Non profit

Iraq: 5 milioni di profughi, ma il mondo non li può vedere

La diaspora invisibile che nessuno ha mai raccontato

di Daniele Biella

La maggior parte vive in clandestinità nei Paesi vicini. In Giordania sono in 500mila. Ma per avere la residenza regolare serve un patrimonio di almeno 100mila euro Una diaspora immensa: la seconda del Medio Oriente dopo quella palestinese, ma invisibile. Sono quasi cinque milioni gli iracheni (circa un quinto della popolazione) che dal 19 marzo 2003 (data d’inizio della seconda guerra del Golfo) a oggi hanno dovuto abbandonare le loro case: 2,5 milioni dislocati tra Siria, Giordania, Libano ed Egitto, almeno altri due milioni rifugiati in zone meno pericolose dello stesso Iraq. Adulti e bambini che scappano in massa dal conflitto più sanguinoso del XXI secolo (che fino a ottobre 2009 ha causato la morte di 101.896 iracheni e 4.666 soldati delle forze occidentali, di cui 4.348 statunitensi), disperati colpiti da un ulteriore flagello: il totale disinteresse dell’opinione pubblica mondiale. «Eppure si tratta di un movimento incessante di persone.

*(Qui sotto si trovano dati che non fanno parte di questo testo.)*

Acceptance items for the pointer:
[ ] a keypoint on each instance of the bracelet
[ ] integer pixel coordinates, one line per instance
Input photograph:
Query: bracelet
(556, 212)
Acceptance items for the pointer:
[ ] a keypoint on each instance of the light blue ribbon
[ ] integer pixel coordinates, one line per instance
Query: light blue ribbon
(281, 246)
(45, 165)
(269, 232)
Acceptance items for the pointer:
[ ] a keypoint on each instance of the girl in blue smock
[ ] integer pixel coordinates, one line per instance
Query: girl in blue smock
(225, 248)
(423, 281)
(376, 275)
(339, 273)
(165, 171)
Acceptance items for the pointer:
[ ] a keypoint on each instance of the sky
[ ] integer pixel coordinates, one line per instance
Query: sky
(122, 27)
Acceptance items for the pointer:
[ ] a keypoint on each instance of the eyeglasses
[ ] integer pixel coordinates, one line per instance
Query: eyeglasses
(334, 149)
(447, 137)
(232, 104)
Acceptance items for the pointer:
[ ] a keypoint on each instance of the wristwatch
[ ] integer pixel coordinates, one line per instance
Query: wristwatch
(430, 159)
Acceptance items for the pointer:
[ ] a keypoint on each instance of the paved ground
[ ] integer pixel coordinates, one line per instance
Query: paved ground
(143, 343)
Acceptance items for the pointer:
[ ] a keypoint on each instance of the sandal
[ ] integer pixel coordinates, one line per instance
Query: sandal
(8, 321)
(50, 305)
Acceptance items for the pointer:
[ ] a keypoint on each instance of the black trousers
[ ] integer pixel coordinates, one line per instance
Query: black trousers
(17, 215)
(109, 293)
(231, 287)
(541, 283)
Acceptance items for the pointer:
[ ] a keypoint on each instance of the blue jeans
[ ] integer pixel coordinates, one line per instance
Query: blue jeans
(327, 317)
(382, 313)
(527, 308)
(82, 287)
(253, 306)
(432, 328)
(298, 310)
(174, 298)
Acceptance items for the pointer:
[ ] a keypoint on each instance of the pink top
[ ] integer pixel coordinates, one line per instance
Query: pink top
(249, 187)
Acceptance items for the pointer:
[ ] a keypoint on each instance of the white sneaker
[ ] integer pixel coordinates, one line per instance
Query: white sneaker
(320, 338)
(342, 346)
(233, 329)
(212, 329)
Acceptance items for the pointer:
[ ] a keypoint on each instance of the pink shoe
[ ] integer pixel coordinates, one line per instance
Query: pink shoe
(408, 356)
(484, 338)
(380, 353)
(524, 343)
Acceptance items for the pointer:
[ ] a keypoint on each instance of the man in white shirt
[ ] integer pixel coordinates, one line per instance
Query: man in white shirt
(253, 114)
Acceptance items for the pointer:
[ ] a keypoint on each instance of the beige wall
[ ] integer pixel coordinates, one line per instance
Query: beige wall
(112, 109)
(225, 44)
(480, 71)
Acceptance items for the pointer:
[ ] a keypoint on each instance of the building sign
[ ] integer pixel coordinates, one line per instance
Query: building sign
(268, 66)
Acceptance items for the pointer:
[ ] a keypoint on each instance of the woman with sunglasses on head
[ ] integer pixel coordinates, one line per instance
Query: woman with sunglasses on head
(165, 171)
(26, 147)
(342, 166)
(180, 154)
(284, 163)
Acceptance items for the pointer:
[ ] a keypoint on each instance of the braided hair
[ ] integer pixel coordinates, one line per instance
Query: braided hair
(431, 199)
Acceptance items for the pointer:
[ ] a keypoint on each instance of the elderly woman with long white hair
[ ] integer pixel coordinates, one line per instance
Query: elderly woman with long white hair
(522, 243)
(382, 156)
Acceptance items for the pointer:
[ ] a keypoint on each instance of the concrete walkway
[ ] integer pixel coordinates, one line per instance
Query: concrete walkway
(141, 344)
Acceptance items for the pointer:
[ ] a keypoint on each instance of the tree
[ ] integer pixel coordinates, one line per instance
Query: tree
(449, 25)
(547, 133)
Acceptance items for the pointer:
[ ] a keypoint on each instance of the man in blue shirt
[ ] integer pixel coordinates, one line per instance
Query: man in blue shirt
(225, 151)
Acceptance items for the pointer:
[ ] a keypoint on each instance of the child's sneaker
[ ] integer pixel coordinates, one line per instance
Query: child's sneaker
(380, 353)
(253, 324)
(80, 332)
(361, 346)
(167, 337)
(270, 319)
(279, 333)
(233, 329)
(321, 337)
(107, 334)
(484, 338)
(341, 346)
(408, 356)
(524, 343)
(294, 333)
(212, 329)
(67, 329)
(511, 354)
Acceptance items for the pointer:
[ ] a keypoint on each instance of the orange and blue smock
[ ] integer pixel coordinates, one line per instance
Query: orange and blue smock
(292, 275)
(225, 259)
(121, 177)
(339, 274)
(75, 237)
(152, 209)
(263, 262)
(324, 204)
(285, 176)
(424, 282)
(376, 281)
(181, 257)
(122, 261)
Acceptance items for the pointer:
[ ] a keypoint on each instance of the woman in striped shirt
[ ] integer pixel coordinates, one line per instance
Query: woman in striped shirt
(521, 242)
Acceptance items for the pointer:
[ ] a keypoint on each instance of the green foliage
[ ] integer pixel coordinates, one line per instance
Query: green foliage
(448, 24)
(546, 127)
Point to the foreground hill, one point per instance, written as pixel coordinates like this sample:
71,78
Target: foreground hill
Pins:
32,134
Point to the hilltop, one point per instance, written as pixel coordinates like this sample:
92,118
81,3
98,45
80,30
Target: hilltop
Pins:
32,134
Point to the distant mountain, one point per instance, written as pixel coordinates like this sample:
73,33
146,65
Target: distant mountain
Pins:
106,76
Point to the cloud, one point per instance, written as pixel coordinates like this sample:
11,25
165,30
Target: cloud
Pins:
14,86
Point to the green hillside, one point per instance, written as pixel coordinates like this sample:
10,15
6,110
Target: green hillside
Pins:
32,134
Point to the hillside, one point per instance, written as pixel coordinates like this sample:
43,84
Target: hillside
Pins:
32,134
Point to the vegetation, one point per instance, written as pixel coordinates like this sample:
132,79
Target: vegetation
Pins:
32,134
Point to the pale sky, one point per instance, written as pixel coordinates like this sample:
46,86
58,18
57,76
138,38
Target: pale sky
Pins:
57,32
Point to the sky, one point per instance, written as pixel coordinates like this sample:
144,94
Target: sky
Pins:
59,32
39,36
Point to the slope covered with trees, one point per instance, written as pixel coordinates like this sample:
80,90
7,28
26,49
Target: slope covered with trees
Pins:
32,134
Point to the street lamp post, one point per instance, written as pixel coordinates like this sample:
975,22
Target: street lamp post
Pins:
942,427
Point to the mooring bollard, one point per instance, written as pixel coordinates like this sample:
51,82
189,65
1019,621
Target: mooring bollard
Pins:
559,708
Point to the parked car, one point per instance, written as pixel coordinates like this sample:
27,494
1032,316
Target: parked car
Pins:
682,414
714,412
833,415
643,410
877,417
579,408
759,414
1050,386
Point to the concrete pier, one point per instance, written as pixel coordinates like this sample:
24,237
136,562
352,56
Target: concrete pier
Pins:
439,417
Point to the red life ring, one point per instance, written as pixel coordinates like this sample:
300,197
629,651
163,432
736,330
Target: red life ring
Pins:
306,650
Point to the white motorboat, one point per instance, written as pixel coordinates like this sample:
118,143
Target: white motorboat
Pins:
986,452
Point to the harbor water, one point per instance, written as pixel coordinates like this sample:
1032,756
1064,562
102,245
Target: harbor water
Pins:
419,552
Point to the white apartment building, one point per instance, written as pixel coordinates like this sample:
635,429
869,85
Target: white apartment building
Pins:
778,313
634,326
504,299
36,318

Ma non ne parla nessuno perché c?è mancanza assoluta di informazioni dirette», lamenta Antonio Stinelli, 28 anni, capo progetto dell’ong italiana “Un ponte per” ad Amman, capitale della Giordania, dove si sono rifugiati almeno 500mila iracheni.
«Da anni ormai le immagini che arrivano al mondo occidentale dall’Iraq sono sempre le stesse», prosegue Stinelli, «è materiale storico raccolto nei primi tempi del conflitto, quando c’era ancora la possibilità di informare liberamente, senza rischi». Ma non è solo questo il motivo che rende chi scappa dall’Iraq un caso a parte nel drammatico mondo dei rifugiati del terzo millennio: «Stiamo parlando di migliaia di persone di ceto medio, che nel loro Paese avevano istruzione e sanità di buon livello e gratuite, e ora si ritrovano senza né documenti né un lavoro», chiarisce Stinelli. Intercettarli può essere difficile anche per un’organizzazione non governativa: «È gente che non vive in campi profughi, ma in case di amici, parenti o in affitto». Chiedere aiuto, nonostante la situazioni sempre più precaria, non è loro consuetudine. Ma qualcosa si può fare. Un primo successo di “Un ponte per” è stata la repentina diffusione del telefono amico, «una hotline dove le donne possono raccontare i loro problemi e, una volta acquisita fiducia, farsi visitare e seguire», spiega Nadia Shamrouk, presidente dei partner di Jordanian women union. «Sono arrivate duemila chiamate in un anno, segno che c’è molta voglia di aprirsi». Per questo le due ong contano di replicare il servizio nelle altre tre zone in cui sono presenti i profughi iracheni, offrendo anche alle donne assistenza medica, psicologica e legale, «perché spesso sono vittime di violenze», rivela Shamrouk, «ma sono anche la chiave per cambiare le cose, e migliorare la situazione di tutti i profughi». Uomini compresi, «ridotti a fare i venditori ambulanti per le strade delle città giordane, l’unico lavoro possibile data la loro condizione di irregolarità», aggiunge Stinelli.
Mentre infatti i profughi palestinesi (il 60% della popolazione giordana) hanno uno status proprio, per gli iracheni è quasi impossibile avere un documento in regola: per la solo residenza una famiglia infatti deve dimostrare di possedere 100mila dinari giordani, quasi 100mila euro. «E dal 2009 per entrare in Giordania dall’Iraq è necessario un visto, che vale massimo due mesi. Se rimani oltre, una volta scoperto paghi una multa di 1,5 dinari per ogni giorno in più», precisa Ismael Dawood, operatore iracheno di “Un ponte per”, che sta provando sulla propria pelle la difficoltà di tornare in patria per fare visita ai parenti rimasti e alla propria casa. «Non rientro dal 2007, anche perché, oltre al pericolo di muoversi oggi in Iraq, il rischio è che al ritorno le autorità giordane non mi facciano più passare il confine». La Giordania infatti non aderisce alla Convenzione di Ginevra, magna charta del diritto internazionale umanitario.